Раскрываю дверь шире, но она стоит, еще раз настороженно переспрашивает:

— Вы разрешите зайти к вам?

— О чем разговор, Соня! — чуть ли не силой тяну ее за рукав через порог.

В комнате светлее, чем в коридоре, и я могу рассмотреть свою подругу. Господи, как изменилась она за это короткое время! Не юная студентка консерватории, а пожилая женщина. Даже седина появилась. Смуглое лицо исхудало, почернело, губы в заметных складках, тонкий, красивой формы нос заострился. Единственное, что осталось в ней почти неизменным, — это глаза. Такие же ультрамариновые, чистые, словно васильки, правда, заметно поблекли, не лучатся, как прежде. На Соне ее зеленое пальто, но выглядит оно ужасно: обвисло, с жирным пятном на плече, деформировано и выцвело от дождей. Носки потрескавшихся кирзовых сапог сбиты, на голове тоже знакомый, но порыжевший берет без крупной шпильки.

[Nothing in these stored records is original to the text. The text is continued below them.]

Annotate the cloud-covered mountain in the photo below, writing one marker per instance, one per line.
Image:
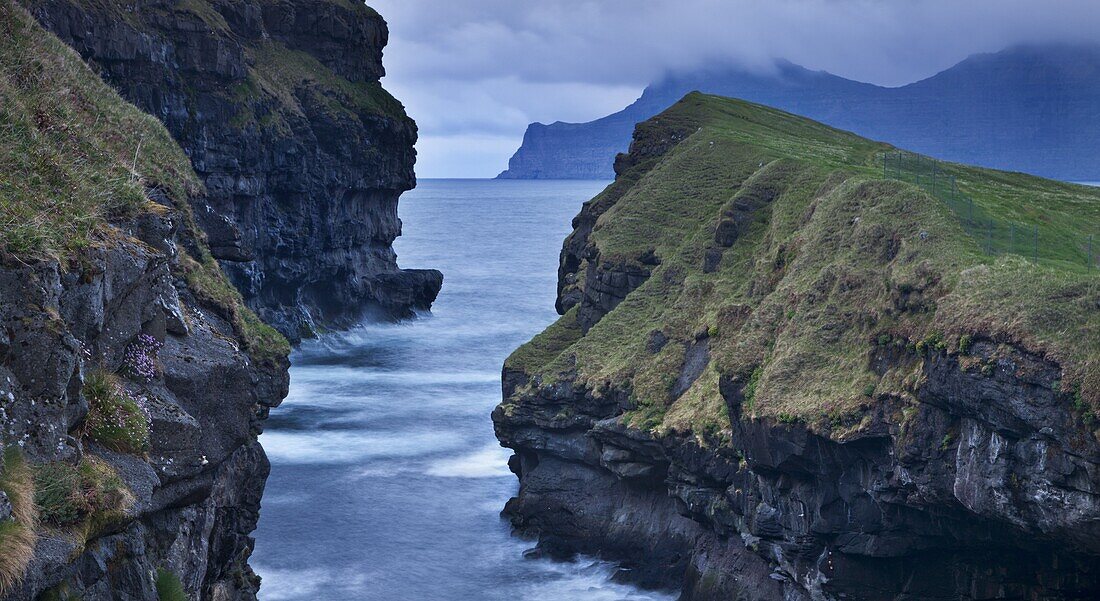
(1030, 108)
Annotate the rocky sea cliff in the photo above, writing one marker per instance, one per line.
(303, 153)
(135, 373)
(777, 377)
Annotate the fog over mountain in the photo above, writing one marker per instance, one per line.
(474, 74)
(1030, 108)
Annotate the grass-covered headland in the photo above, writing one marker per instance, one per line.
(778, 243)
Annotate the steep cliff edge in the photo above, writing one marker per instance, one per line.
(133, 380)
(303, 153)
(779, 375)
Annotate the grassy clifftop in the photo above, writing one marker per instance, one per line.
(77, 163)
(780, 263)
(73, 154)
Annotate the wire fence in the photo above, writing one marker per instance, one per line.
(993, 236)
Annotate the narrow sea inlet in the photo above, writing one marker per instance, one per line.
(386, 479)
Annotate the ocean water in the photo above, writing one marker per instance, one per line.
(386, 480)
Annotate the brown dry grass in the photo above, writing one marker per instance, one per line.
(17, 537)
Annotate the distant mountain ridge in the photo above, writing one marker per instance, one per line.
(1030, 108)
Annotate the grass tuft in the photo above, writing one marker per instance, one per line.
(17, 536)
(116, 419)
(168, 587)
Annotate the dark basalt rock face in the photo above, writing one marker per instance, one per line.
(983, 484)
(303, 153)
(989, 490)
(195, 493)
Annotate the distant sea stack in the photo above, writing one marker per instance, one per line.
(1032, 109)
(301, 151)
(780, 375)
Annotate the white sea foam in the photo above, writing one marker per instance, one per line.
(488, 462)
(281, 585)
(347, 447)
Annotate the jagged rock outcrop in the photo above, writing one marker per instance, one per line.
(803, 400)
(195, 494)
(133, 380)
(987, 491)
(304, 154)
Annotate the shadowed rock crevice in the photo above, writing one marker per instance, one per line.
(304, 154)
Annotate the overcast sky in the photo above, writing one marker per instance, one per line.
(474, 73)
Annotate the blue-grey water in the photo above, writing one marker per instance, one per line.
(386, 480)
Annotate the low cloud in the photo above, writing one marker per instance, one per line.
(481, 69)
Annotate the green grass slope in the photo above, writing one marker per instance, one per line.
(839, 262)
(76, 163)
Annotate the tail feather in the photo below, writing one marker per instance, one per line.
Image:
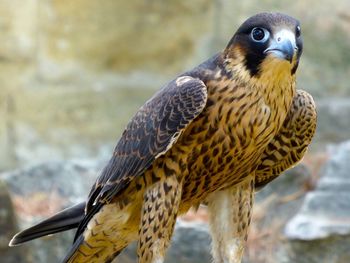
(62, 221)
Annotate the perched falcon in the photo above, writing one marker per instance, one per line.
(212, 135)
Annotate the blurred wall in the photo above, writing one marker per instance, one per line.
(73, 72)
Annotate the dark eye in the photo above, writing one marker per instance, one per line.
(259, 34)
(298, 31)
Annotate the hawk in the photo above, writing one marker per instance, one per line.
(212, 135)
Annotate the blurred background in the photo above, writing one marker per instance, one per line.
(72, 73)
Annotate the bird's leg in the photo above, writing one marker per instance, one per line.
(229, 217)
(159, 212)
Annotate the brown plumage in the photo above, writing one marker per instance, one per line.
(213, 135)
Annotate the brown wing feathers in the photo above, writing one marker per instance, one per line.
(148, 135)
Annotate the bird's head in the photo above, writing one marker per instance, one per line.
(266, 44)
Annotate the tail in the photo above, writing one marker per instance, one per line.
(62, 221)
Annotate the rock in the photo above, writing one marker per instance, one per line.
(333, 122)
(8, 226)
(321, 228)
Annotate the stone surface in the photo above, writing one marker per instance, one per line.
(79, 70)
(42, 190)
(8, 225)
(320, 231)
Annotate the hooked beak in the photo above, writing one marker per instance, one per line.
(283, 49)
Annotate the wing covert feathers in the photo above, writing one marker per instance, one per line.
(149, 134)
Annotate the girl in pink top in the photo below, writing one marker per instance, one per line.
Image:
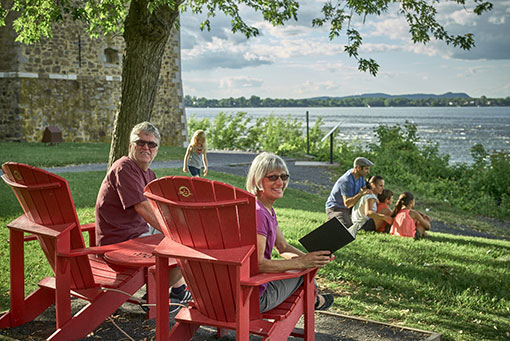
(407, 221)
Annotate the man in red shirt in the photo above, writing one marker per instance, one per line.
(122, 211)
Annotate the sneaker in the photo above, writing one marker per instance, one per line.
(328, 302)
(183, 297)
(174, 305)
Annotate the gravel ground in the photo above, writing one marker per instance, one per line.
(129, 323)
(132, 320)
(315, 179)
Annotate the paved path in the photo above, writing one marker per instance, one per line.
(308, 178)
(314, 179)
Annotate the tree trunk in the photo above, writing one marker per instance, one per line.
(146, 35)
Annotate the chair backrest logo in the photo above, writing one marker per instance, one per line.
(185, 192)
(17, 175)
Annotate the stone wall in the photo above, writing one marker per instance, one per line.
(74, 82)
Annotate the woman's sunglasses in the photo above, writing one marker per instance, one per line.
(141, 143)
(275, 177)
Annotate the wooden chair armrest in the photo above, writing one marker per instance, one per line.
(91, 230)
(22, 223)
(268, 277)
(90, 227)
(94, 250)
(232, 256)
(197, 205)
(34, 187)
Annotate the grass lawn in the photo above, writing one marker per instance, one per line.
(69, 153)
(457, 286)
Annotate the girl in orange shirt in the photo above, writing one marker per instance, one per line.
(408, 222)
(383, 207)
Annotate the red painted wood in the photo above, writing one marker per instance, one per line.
(50, 217)
(207, 225)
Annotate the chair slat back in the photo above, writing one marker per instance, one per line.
(210, 220)
(46, 200)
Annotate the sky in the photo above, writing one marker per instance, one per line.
(300, 61)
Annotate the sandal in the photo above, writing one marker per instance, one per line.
(328, 302)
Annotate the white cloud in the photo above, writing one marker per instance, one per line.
(240, 82)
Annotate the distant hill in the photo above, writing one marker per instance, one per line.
(408, 96)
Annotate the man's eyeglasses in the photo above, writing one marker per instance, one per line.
(141, 143)
(275, 177)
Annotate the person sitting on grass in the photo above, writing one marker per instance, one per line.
(383, 207)
(408, 222)
(267, 179)
(364, 212)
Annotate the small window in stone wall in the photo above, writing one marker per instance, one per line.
(111, 56)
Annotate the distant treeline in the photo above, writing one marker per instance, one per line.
(255, 101)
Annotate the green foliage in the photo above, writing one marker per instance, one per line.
(273, 134)
(444, 284)
(401, 158)
(103, 17)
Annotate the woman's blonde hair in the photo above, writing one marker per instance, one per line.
(199, 134)
(262, 164)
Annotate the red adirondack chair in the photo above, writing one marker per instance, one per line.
(50, 217)
(210, 229)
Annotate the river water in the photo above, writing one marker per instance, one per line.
(456, 129)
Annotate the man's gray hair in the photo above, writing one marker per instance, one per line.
(144, 127)
(264, 163)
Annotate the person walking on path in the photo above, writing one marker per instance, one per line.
(348, 189)
(122, 211)
(196, 155)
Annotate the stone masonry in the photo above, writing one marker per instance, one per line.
(74, 82)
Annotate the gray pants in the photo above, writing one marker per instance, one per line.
(277, 292)
(343, 214)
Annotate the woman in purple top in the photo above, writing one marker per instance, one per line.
(267, 179)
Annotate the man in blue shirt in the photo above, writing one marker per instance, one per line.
(348, 189)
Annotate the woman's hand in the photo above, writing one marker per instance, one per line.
(316, 259)
(366, 191)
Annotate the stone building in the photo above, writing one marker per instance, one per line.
(74, 82)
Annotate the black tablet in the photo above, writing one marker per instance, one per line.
(330, 236)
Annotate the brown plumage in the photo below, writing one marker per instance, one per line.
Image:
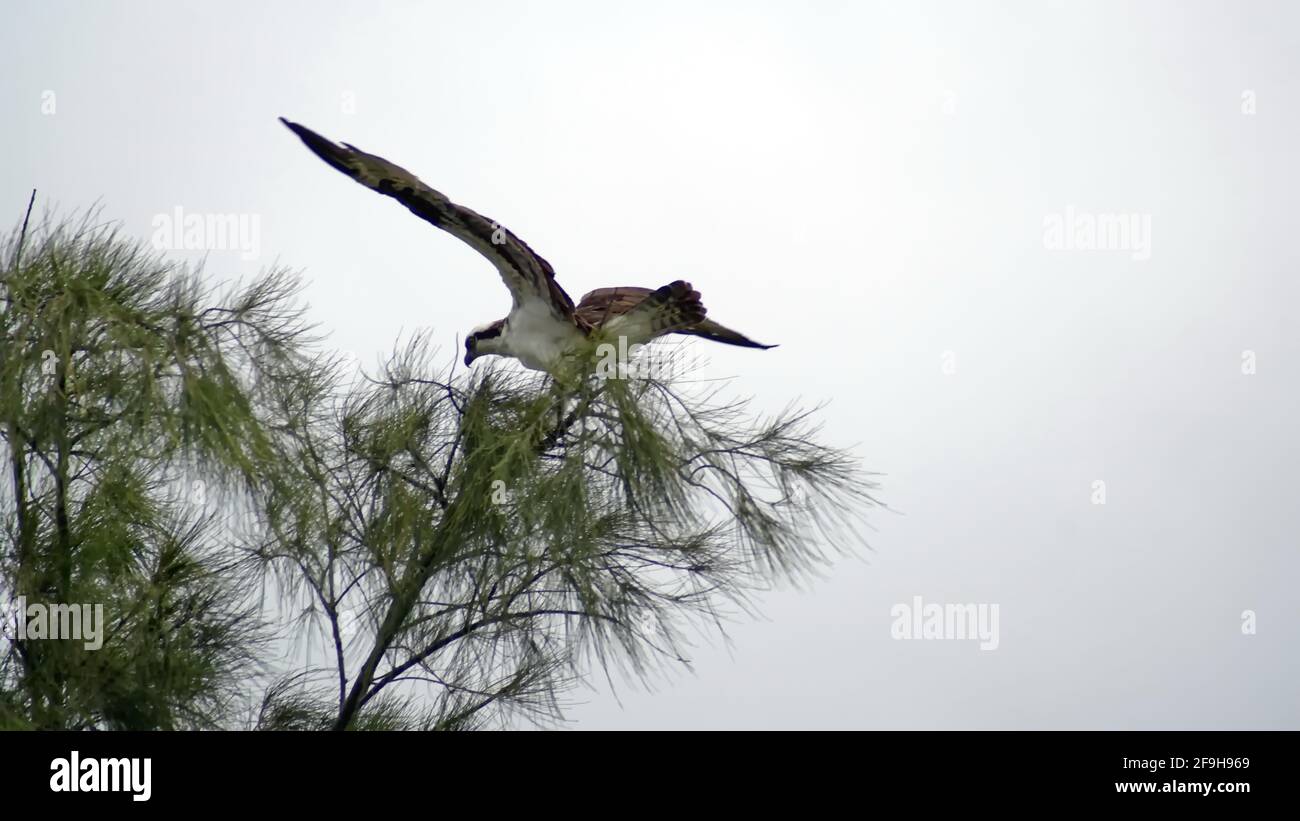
(544, 324)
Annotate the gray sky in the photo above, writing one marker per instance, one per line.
(898, 194)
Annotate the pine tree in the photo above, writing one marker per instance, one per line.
(467, 544)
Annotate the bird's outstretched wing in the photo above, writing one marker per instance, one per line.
(644, 313)
(527, 274)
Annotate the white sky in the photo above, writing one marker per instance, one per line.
(866, 185)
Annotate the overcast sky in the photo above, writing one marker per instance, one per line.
(900, 194)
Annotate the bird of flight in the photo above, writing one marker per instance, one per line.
(544, 324)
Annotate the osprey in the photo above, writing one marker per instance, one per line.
(544, 324)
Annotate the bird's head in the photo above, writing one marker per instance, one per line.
(484, 339)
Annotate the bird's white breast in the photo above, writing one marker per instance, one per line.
(537, 338)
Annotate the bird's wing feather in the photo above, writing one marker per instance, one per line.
(525, 273)
(642, 315)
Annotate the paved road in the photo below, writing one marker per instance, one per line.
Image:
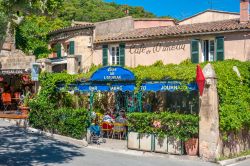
(20, 148)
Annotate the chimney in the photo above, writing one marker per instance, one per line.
(244, 11)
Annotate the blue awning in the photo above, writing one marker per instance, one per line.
(112, 73)
(105, 87)
(165, 86)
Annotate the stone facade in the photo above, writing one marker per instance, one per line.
(16, 60)
(209, 135)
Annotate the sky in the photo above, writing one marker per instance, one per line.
(181, 9)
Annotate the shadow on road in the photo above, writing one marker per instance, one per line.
(18, 147)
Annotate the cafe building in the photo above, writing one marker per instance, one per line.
(15, 78)
(207, 36)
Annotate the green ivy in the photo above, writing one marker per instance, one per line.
(64, 121)
(180, 126)
(234, 91)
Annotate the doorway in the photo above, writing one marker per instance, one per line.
(208, 50)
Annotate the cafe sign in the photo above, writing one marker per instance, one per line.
(13, 71)
(112, 73)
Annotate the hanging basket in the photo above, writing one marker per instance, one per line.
(26, 79)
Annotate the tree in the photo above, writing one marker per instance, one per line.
(31, 35)
(97, 10)
(13, 12)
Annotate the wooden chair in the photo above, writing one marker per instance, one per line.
(6, 99)
(107, 128)
(118, 129)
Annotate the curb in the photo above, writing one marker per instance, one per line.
(142, 153)
(59, 137)
(232, 161)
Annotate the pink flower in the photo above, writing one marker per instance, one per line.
(157, 124)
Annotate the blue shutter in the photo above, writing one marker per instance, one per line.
(122, 54)
(71, 47)
(105, 55)
(58, 50)
(219, 48)
(195, 51)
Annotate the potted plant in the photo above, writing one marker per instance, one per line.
(24, 108)
(191, 143)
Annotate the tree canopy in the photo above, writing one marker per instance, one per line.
(98, 10)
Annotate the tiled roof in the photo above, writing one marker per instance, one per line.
(71, 28)
(178, 30)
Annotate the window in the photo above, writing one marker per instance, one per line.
(208, 50)
(115, 55)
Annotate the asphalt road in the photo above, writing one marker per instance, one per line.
(20, 148)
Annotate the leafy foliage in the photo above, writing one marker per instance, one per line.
(97, 10)
(64, 121)
(53, 110)
(31, 35)
(234, 92)
(180, 126)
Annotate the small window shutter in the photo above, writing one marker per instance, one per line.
(71, 47)
(122, 54)
(105, 55)
(220, 48)
(58, 50)
(195, 51)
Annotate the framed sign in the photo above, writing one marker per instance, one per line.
(35, 70)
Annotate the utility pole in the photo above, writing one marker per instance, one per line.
(210, 2)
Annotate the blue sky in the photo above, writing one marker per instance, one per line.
(181, 8)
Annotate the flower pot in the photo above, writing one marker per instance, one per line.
(24, 110)
(175, 146)
(133, 140)
(146, 142)
(161, 144)
(191, 146)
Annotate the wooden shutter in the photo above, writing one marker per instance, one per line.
(122, 54)
(58, 50)
(71, 47)
(105, 55)
(220, 48)
(195, 51)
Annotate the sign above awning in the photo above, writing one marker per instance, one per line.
(107, 88)
(165, 86)
(14, 71)
(112, 73)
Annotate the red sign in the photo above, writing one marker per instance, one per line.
(200, 79)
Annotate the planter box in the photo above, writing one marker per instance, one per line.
(146, 142)
(161, 144)
(175, 146)
(133, 141)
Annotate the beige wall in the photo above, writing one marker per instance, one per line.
(114, 26)
(236, 46)
(148, 52)
(83, 47)
(209, 16)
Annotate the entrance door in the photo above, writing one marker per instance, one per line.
(208, 50)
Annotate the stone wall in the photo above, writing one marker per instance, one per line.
(236, 143)
(16, 60)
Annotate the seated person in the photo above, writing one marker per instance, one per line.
(107, 118)
(122, 117)
(95, 128)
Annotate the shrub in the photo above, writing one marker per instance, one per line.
(180, 126)
(64, 121)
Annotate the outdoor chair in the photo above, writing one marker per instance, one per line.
(107, 128)
(119, 130)
(6, 99)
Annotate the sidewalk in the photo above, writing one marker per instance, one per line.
(120, 146)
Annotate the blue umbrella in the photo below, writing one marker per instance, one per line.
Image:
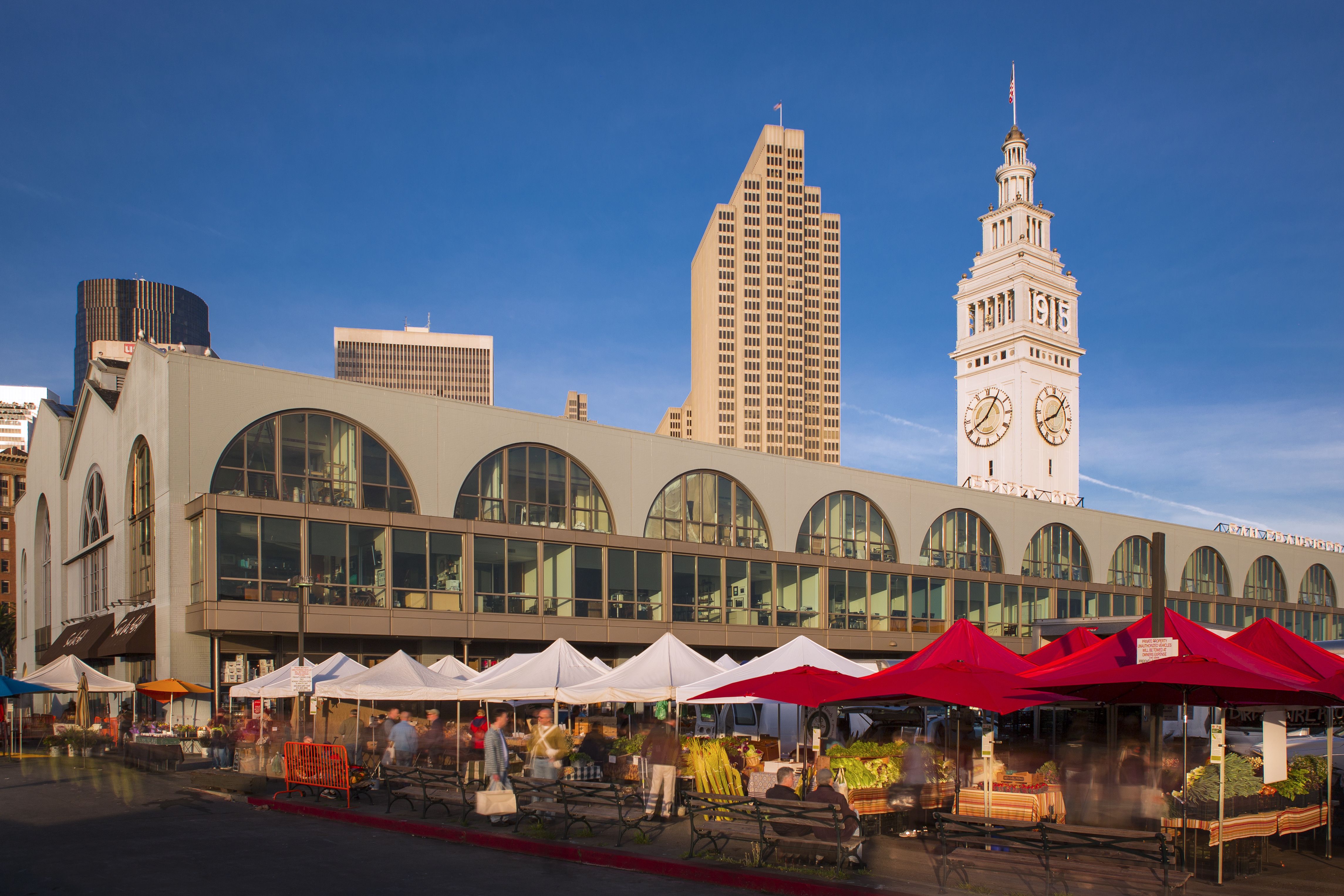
(13, 687)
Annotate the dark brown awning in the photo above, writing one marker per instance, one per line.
(84, 640)
(134, 635)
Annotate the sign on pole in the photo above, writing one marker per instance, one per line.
(301, 679)
(1150, 649)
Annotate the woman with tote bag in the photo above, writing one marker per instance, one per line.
(498, 800)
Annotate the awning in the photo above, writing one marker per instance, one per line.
(81, 640)
(134, 635)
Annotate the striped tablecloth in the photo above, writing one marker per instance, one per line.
(1014, 806)
(1264, 824)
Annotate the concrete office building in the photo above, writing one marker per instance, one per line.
(416, 360)
(128, 311)
(14, 473)
(765, 345)
(18, 410)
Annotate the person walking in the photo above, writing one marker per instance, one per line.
(662, 751)
(546, 749)
(496, 760)
(405, 742)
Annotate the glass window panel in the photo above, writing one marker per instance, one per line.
(321, 446)
(237, 541)
(620, 576)
(374, 460)
(650, 585)
(522, 567)
(709, 593)
(558, 571)
(445, 561)
(280, 549)
(261, 446)
(327, 553)
(535, 475)
(738, 592)
(409, 559)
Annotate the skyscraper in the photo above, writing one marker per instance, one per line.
(119, 311)
(765, 357)
(416, 360)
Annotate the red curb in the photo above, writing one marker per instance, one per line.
(598, 856)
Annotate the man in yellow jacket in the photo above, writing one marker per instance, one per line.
(547, 747)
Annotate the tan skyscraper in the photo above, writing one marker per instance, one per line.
(765, 313)
(416, 360)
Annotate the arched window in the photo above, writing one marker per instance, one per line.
(962, 541)
(142, 524)
(93, 527)
(1318, 588)
(318, 459)
(847, 526)
(534, 485)
(709, 508)
(1131, 563)
(1057, 553)
(1265, 581)
(1206, 573)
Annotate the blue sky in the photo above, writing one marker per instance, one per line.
(542, 173)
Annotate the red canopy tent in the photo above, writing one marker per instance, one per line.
(966, 643)
(1077, 640)
(1275, 643)
(1208, 671)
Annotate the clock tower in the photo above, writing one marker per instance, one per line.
(1018, 355)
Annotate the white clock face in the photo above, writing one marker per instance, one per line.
(1054, 416)
(988, 417)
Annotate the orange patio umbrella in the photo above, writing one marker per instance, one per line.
(166, 690)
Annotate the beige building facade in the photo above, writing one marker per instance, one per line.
(440, 526)
(765, 313)
(416, 360)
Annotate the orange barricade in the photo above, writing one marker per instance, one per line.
(316, 766)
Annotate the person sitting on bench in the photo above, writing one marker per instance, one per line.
(824, 793)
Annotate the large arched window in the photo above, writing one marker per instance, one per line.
(1132, 565)
(962, 541)
(1318, 588)
(534, 485)
(709, 508)
(142, 523)
(1057, 553)
(93, 527)
(847, 526)
(1206, 573)
(1265, 581)
(318, 459)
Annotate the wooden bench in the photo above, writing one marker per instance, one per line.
(771, 824)
(1062, 853)
(437, 788)
(589, 801)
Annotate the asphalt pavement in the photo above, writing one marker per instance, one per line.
(77, 827)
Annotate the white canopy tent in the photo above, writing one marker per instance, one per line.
(654, 675)
(64, 675)
(455, 668)
(397, 678)
(538, 678)
(276, 684)
(800, 652)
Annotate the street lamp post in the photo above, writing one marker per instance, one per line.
(303, 583)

Помогаю ей раздеться. Не знаю, о чем спрашивать, что говорить, ведь и так все ясно. Подруга машинально раздевается, думая о чем-то своем, так же машинально садится на кушетку. Вошла мама, но Соня, видимо, не сразу узнала ее, испугалась и лишь потом поздоровалась, назвав маму не «тетя Маша», как всегда, а Марией Петровной. Затем обратилась к нам обеим:

— Скажите откровенно, я смогу перебыть у вас несколько дней?

— А разве мы тебя выгоняем? — вмешивается в разговор мама. — Конечно, побудешь, Сонечка, сколько нужно. — Она смотрит на девушку с искренним сочувствием, глаза влажнеют. — А пока что мы тебя покормим. — И выходит на кухню.

Я все же спрашиваю:

— Где ты была, Соня?

— Что? Ах, да. — Подруга словно очнулась ото сна. — Где была? Хотела пробраться через линию фронта под Борисполем, но там не разберешь, в каком направлении идти. Всюду немцы, хаос, настоящее столпотворение. Ничего другого меня не ожидало, кроме лагеря или смерти. Да что там концлагерь? Узнают, что я еврейка, все равно расстреляют. Вернулась в Киев. Зачем? И сама не знаю. Может быть, чтобы попрощаться с дорогими местами...

Ее родных мы умышленно не вспоминаем. Отец, мать, две младшие Сонины сестренки погибли в Бабьем Яру. Об этом известно и мне, и ей. Представляю, какие тягостные муки терзают и всю жизнь будут терзать сердце подруги. Ведь если бы не ее просчет, родители спокойно выехали бы на восток. В Киеве тогда проводилась организованная эвакуация предприятий и населения.

Мама ставит на стол полную тарелку картофеля, кладет два сухарика еще из запасов, взятых на дорогу, когда мы готовились выезжать из Киева. Поставила чашку с водой, чтоб размачивать сухари.

Соня расчувствовалась:

— Большое спасибо, Мария Петровна! Спасибо, Вера!

Она еще не успела позавтракать, как слышится стук в дверь.

Вилка падает из рук подруги, а сама она, оправившись после мгновенного шока, вдруг вскакивает и начинает метаться по комнате. Руки ее дрожат, лицо побледнело, она то и дело хватается за голову. Отодвигаем стоящий в углу шифоньер и, когда Соня прячется за ним, ставим на место. Удивленные и встревоженные, вместе с мамой торопимся в коридорчик.

— Кто там?

С лестничной площадки из-за двери отзывается тетя Нюра:

— Откройте на минутку.

Не переступая порога, женщина шепчет скороговоркой:

— Слух идет, что завтра будет облава. Не выходите из дома, особенно на рынки.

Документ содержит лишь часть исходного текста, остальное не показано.